Every year I look forward to April. Growing up in Canada, April marked the beginning of warmer temperatures and longer days. The end of the school year was imminent, the promise of endless summer days sprouting in our young minds. April signaled the end of cold evenings and doing homework late into the night, just as it signaled the start of spring and new field sports and long neighborhood walks with friends. As I’ve grown older, April has taken on a richer meaning. My son was born on April 9, a week’s early birthday present for me. April is the start of the new quarter for business, a quarter full of fresh possibilities and new projects. And this year, April marked the launch of my first book, Stumbling Towards Inclusion: Finding Grace in Imperfect Leadership.
But this April, 2024 took on a life of its own. It was at times frantic and chaotic, loving and inspiring, intense and frustrating. My parents came to town. I planned a Pokemon themed birthday party for Zayn. I had my book party. I hosted a coaches’ retreat at my house. I traveled to do multiple keynotes. One day, I went to Atlanta in the morning and came back the same night. My HVAC broke. My son got a Hollywood agent. The front axles on my car cracked. I ran or walked at least 10,000 steps a day. I signed new contracts. My daughter got a lead role in the school play. I created a new management training program. I drove back and forth to volleyball practices and violin rehearsals. I interviewed for a board position at a local school. I met dozens of new people. I wrote for three new publications. I celebrated my birthday. I joined an Editorial Board for a coaching journal. I watched several friends’ dreams come true. I recorded new podcasts. I slept and ran weird and got a shoulder injury. And two new cavities. Yes, I went to the dentist this month, too.
Middle age, am I right?
Somehow I managed to get enough sleep (most days), eat well, and laugh. A lot.

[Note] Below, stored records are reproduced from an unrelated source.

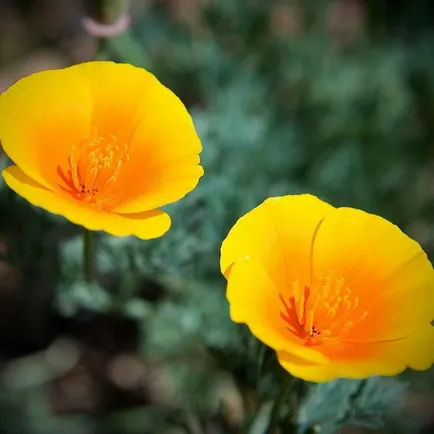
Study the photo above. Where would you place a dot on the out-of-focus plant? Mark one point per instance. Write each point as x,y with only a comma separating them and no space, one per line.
286,101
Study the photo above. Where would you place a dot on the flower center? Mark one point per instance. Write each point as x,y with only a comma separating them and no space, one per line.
320,312
94,166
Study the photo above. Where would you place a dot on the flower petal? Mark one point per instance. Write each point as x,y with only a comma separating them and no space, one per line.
365,360
146,225
138,110
254,300
388,272
279,234
42,117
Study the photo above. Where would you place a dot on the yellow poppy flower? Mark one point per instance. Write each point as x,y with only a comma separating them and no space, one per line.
103,144
336,292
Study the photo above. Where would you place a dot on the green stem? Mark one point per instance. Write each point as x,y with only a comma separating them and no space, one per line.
277,406
88,255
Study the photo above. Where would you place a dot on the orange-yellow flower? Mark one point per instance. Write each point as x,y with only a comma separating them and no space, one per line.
337,292
103,144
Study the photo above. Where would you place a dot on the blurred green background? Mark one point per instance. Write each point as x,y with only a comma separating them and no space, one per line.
335,98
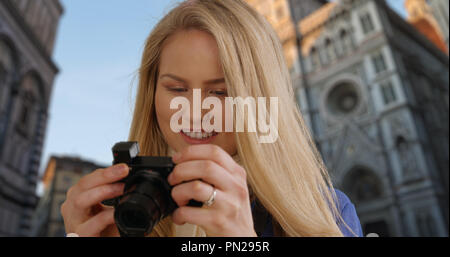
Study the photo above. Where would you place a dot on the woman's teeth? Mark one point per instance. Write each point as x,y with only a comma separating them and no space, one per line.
199,135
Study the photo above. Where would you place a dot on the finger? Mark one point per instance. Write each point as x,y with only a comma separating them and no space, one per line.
207,152
95,225
95,195
103,176
199,216
205,170
196,190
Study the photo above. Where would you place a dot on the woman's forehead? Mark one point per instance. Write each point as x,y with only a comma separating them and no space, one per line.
191,55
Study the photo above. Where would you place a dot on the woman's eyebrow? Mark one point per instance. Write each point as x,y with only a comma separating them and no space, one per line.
208,82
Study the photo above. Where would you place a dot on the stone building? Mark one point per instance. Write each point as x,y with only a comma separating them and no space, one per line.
27,35
374,91
61,173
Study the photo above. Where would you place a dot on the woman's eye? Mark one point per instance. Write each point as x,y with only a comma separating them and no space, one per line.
219,92
178,89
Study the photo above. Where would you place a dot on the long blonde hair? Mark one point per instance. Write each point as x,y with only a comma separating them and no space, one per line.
288,176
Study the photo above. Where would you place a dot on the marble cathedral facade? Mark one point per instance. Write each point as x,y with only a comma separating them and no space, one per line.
374,92
27,35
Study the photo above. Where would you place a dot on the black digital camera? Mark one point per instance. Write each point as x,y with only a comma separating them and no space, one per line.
147,194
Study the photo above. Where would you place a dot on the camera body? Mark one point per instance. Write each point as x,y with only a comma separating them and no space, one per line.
147,194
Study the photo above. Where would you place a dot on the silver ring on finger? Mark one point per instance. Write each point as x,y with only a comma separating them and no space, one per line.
211,199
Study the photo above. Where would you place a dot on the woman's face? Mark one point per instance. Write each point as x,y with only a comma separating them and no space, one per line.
190,60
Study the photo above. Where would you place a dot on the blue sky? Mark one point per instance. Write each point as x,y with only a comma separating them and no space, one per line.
98,50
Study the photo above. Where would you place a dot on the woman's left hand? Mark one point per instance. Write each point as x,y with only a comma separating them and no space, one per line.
204,168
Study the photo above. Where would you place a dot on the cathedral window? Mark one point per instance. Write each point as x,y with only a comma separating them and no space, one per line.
367,24
329,50
346,42
388,93
379,63
343,99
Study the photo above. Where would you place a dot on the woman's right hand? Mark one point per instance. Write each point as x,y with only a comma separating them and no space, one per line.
82,210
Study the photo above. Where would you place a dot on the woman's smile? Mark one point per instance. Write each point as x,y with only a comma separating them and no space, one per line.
198,137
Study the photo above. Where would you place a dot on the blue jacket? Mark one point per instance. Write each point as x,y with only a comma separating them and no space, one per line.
348,213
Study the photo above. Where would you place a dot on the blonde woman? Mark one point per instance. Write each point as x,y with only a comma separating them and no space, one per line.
226,49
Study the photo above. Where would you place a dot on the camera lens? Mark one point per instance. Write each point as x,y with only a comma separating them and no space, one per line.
134,219
145,202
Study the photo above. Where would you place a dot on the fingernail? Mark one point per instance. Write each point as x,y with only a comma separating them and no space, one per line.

Reflecting on this colossal month, I recognize the importance of memorializing life, even (especially!) as it happens in its most simple and unexpected ways. Yes, my book was released this month. That’s pretty significant. But it was all the other moments - crying in my therapist’s office, picking up a friend from the airport, watching Anjali nail her overhand serve - that made this month special and memorable. In writing this post, I want to safeguard the memories I created with my family and friends this month. Which is why I believe in telling and sharing stories. The through line of all my April highs and lows is this: We’ve all got a great story to tell. I know that because hearing people’s stories, digging into them, sitting with them, and writing them together is what got me through this month with a sense of gratitude, joy, and relief. I want you to tell your story. And if you need a little help, I’m here for it. In fact, Part I of Stumbling Towards Inclusion is my story. Story-telling is how we commemorate our lives, how we are seen and how we see others. If you’re looking for something new this season, start with your story.